An early 17th-century icon by Nikifor Savin, Fedor Tiron and the Dragon (left), fills the mouth of hell with a swarm of very different-looking monsters that still have the same basic features - long teeth, a long tongue, a forehead, ears at the back of the head, and feet with three clawed toes. Most of these features can be found on the beasts on the right, a detail from an eleventh-century Byzantine ivory-carving, the cover of Queen Melisende's Psalter. These fighting creatures have a more dog-like appearance, and the same stylized posture as young Nicholas Temerin's dog on the previous page - click on the psalter-cover on the right to compare the two. In the Greek tradition the guardians of the entrance to the underworld are explicitly dogs, and they are represented as such in some Byzantine paintings. However, the same stylized head appears on images of the "whale" that swallowed Jonah, and quite frequently on the great serpent slain by St. George.
In Byzantine iconography the distinction between "whale", serpent and dragon is blurred. The image on the left is from the Khludov Psalter, a ninth-century Byzantine manuscript that was brought to Russia from the Balkans in the 1840s. It illustrates the story of Jonah, who can be seen inside the belly of a beast with the head and forefeet of a dragon, the coiled body of a serpent, but the tail and the fins (on the side of the neck) of a fish.This is a widespread image in the ancient Mediterranean world: compare below...

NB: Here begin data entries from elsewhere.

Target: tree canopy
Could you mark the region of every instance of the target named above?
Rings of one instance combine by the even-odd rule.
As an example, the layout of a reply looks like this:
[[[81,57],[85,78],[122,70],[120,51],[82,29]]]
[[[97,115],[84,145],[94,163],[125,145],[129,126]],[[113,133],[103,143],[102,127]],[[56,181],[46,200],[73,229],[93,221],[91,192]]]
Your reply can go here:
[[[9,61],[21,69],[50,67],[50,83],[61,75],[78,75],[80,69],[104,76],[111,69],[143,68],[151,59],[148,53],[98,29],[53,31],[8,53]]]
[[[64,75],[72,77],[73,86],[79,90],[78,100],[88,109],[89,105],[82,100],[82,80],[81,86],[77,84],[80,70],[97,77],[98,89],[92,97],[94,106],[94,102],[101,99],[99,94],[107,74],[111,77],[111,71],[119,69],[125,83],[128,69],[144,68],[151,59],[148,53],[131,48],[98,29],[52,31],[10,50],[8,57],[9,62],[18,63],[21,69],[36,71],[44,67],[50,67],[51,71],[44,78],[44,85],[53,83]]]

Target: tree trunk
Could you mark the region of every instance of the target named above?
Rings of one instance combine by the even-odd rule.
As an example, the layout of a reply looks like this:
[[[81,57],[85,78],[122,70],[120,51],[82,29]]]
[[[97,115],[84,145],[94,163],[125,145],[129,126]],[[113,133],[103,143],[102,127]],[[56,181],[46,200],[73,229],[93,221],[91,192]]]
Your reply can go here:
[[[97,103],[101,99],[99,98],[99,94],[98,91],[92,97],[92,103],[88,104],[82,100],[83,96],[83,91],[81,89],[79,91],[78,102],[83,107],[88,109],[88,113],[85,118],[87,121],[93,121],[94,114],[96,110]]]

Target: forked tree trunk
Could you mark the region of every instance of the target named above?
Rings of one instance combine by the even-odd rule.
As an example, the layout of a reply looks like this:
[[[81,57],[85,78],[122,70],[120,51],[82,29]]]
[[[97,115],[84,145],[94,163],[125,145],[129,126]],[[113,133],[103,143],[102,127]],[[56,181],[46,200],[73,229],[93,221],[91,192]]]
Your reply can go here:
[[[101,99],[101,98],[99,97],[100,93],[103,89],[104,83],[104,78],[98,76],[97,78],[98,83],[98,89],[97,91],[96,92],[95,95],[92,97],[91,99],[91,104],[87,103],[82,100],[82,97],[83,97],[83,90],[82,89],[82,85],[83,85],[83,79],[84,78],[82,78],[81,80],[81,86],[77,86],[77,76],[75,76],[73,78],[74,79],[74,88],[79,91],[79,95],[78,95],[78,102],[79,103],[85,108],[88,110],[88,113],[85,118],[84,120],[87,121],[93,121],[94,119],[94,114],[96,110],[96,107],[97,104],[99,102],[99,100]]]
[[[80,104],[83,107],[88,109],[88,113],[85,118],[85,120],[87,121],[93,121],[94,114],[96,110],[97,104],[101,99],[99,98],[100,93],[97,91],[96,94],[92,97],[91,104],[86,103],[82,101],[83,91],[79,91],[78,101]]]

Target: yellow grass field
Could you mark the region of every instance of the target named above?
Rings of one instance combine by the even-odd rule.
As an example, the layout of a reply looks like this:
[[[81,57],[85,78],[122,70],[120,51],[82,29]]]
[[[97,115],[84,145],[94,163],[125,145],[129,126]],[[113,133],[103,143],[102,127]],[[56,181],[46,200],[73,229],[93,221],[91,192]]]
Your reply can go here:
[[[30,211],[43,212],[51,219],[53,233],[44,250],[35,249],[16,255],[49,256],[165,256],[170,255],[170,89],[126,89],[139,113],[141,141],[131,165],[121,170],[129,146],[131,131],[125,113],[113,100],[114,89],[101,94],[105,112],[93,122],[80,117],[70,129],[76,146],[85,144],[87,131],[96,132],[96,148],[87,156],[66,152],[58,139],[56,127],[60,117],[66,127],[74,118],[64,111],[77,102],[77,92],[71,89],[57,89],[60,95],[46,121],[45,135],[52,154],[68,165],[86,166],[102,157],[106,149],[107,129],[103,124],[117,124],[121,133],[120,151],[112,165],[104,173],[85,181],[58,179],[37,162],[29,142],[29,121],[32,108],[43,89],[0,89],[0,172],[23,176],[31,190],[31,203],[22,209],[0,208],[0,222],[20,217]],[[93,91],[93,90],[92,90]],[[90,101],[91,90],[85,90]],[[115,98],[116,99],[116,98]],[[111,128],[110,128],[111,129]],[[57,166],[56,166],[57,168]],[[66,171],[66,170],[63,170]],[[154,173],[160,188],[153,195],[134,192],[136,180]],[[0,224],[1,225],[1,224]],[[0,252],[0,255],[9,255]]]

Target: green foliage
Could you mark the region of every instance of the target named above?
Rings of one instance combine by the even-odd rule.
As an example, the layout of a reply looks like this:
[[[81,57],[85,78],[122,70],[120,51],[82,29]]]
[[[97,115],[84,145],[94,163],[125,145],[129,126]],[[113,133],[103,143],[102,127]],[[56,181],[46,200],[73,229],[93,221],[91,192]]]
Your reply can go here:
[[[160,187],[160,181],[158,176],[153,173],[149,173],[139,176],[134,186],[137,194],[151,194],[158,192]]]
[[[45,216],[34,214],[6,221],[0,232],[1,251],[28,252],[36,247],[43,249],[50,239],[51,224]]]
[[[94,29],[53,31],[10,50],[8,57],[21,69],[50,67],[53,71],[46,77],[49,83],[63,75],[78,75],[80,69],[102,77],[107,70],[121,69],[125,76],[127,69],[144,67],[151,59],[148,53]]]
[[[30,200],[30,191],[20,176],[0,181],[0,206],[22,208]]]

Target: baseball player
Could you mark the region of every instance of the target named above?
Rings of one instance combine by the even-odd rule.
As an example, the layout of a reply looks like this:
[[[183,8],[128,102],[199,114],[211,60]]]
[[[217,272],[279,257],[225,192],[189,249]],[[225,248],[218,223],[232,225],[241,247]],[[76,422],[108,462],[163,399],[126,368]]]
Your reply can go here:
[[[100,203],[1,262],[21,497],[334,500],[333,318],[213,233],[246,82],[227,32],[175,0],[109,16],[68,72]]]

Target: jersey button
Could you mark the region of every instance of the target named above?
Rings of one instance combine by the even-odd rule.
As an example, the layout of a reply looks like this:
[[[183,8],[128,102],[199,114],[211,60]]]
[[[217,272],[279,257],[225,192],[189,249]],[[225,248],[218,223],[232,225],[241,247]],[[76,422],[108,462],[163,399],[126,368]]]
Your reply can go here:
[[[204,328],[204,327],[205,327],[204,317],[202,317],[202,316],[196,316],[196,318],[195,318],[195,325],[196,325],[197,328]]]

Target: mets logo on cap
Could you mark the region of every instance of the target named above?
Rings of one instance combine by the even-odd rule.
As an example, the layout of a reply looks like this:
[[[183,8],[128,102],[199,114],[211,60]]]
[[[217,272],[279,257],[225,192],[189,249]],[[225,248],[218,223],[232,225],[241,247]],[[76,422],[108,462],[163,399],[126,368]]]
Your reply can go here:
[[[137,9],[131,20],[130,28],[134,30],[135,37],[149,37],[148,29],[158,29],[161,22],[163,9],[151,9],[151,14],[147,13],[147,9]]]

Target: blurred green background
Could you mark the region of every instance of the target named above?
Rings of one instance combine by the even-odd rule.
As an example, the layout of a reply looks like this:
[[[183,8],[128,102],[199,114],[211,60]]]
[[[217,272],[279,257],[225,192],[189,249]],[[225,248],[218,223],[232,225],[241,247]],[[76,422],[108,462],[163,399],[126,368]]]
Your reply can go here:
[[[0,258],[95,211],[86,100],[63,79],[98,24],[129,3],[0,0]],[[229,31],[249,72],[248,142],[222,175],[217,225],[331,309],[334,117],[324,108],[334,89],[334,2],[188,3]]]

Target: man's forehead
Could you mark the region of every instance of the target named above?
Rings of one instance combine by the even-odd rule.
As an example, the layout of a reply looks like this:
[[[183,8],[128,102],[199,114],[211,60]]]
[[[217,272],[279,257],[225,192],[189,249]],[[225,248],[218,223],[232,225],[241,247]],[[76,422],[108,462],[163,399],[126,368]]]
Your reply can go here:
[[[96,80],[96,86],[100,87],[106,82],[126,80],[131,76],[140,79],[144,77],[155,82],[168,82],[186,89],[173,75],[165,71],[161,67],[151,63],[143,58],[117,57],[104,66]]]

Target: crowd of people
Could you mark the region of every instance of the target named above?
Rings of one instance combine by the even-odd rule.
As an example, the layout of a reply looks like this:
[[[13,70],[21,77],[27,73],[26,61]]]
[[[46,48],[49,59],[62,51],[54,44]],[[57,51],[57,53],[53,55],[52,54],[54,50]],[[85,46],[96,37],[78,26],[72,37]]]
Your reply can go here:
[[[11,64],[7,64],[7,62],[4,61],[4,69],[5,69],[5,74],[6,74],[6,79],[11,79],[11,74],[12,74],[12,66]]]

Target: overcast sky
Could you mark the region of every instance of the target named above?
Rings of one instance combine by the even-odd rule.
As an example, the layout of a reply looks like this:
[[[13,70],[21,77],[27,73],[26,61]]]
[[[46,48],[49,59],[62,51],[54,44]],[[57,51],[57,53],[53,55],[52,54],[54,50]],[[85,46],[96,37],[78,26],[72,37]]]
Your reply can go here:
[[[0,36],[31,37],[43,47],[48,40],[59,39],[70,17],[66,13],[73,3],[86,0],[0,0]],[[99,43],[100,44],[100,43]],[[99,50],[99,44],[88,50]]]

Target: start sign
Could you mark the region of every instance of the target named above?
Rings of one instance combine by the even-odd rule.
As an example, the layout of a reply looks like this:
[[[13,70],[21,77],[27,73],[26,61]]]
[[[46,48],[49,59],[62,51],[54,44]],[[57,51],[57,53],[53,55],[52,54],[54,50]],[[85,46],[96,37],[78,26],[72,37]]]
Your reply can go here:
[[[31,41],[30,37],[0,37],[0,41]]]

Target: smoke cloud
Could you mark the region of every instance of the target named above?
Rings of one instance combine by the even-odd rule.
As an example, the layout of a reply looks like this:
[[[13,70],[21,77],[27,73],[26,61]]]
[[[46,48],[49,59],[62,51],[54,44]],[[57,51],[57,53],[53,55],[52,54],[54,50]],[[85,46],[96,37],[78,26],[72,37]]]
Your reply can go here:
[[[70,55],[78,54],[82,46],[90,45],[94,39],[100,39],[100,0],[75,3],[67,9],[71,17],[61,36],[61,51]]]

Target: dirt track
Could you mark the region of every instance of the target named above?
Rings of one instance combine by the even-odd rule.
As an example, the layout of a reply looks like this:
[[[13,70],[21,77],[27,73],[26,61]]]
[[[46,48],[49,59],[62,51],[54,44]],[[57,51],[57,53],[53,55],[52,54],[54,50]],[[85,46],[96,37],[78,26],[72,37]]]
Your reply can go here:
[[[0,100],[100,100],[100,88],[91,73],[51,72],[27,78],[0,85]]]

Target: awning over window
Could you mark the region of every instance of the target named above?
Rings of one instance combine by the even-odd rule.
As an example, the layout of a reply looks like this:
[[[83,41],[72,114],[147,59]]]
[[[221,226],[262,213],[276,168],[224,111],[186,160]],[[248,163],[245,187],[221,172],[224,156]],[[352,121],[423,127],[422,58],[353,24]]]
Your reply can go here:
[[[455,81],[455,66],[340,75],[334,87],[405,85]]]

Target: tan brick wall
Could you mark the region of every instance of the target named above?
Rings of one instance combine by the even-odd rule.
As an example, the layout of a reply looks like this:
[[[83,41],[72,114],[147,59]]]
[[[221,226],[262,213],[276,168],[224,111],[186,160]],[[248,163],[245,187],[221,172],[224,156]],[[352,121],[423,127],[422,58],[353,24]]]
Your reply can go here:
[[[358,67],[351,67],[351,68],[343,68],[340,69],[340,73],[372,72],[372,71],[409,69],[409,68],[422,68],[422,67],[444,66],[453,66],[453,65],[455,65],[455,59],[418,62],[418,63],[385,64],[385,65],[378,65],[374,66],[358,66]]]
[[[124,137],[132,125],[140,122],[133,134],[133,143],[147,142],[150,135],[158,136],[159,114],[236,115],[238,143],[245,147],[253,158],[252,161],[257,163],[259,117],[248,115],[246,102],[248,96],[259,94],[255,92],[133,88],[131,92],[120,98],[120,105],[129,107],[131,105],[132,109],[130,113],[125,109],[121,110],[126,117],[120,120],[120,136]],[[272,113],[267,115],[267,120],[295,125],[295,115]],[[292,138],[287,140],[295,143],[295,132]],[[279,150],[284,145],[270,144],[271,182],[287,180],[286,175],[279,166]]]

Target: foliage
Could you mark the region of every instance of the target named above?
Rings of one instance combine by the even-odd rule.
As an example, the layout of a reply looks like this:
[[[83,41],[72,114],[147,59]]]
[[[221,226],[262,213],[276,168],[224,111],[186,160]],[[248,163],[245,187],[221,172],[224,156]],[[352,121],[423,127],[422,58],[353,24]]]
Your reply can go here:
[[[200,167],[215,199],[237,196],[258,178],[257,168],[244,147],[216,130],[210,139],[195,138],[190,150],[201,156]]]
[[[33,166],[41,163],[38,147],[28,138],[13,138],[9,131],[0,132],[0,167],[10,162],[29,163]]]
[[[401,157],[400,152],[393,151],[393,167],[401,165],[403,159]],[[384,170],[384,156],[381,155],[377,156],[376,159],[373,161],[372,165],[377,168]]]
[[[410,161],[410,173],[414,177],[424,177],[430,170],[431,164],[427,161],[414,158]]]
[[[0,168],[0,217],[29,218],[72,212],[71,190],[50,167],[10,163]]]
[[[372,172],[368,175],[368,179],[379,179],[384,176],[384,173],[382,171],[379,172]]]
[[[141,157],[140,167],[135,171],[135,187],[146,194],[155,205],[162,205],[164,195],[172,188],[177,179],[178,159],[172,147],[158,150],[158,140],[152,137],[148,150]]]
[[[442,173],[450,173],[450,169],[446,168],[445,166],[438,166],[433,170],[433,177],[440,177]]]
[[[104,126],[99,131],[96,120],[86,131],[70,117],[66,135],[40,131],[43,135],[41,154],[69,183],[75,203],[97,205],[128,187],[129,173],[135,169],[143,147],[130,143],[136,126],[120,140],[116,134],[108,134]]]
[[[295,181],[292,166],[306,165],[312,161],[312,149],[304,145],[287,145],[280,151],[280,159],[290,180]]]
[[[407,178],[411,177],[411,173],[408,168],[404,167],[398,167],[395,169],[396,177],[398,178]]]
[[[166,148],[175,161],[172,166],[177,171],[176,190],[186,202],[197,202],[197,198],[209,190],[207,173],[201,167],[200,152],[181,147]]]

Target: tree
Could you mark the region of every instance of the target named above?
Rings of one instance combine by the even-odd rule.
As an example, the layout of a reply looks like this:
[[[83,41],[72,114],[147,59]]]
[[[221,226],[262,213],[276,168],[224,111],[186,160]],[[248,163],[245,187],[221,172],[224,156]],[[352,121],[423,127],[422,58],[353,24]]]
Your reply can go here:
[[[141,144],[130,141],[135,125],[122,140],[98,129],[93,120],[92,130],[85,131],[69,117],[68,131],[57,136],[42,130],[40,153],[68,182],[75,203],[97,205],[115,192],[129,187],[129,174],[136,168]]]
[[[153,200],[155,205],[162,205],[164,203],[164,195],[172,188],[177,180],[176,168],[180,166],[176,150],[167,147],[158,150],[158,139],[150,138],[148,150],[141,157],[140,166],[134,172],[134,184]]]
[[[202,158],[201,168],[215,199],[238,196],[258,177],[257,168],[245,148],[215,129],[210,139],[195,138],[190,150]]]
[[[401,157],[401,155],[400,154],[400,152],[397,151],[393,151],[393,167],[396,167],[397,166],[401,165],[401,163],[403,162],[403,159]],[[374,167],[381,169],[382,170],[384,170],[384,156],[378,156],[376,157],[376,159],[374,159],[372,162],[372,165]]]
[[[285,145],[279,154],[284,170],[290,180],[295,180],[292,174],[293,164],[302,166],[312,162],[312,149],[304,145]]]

... the embossed gold figure of a sea-nymph riding a monster, on the lid of a silver box of the late second century BC (on the right). The important details are essentially the same as Jonah's monster in the Khludov Psalter: the dog-like dragon's head with little ears and a row of curved teeth, the coiled body with a fish's tail and a fin at the side of the neck (just visible below the nymph's right arm), and the forelimbs, which here are more like fins, but divided into digits. The only significant difference is that the nymph rides atop the serpent, while Jonah travels inside it.
Even in late Byzantine times the head of this conventional monster, derived from the Greco-Roman tradition, could be explicitly canine. A good illustration is the image on the left, from a scene of the Last Judgment in a Byzantine illuminated gospel book of the mid-eleventh century. Serving in its context as the entrance to hell, this creature has the head and forelimbs of Cerberus himself (the artist has shown two heads, each swallowing one of the damned) and the coiled body of the serpent, ending in a fishtail. Mounted astride one of the heads is a figure of Hades, the Greek god of the underworld.
In a world in which visual culture has a central importance, pictorial images can be remarkably long-lived and stable. This phenomenon, and cultural influences over the course of centuries, explain how some of the characteristic details of a monster from the ancient Mediterranean world can surface on the head of a Russian lap-dog some two thousand years later.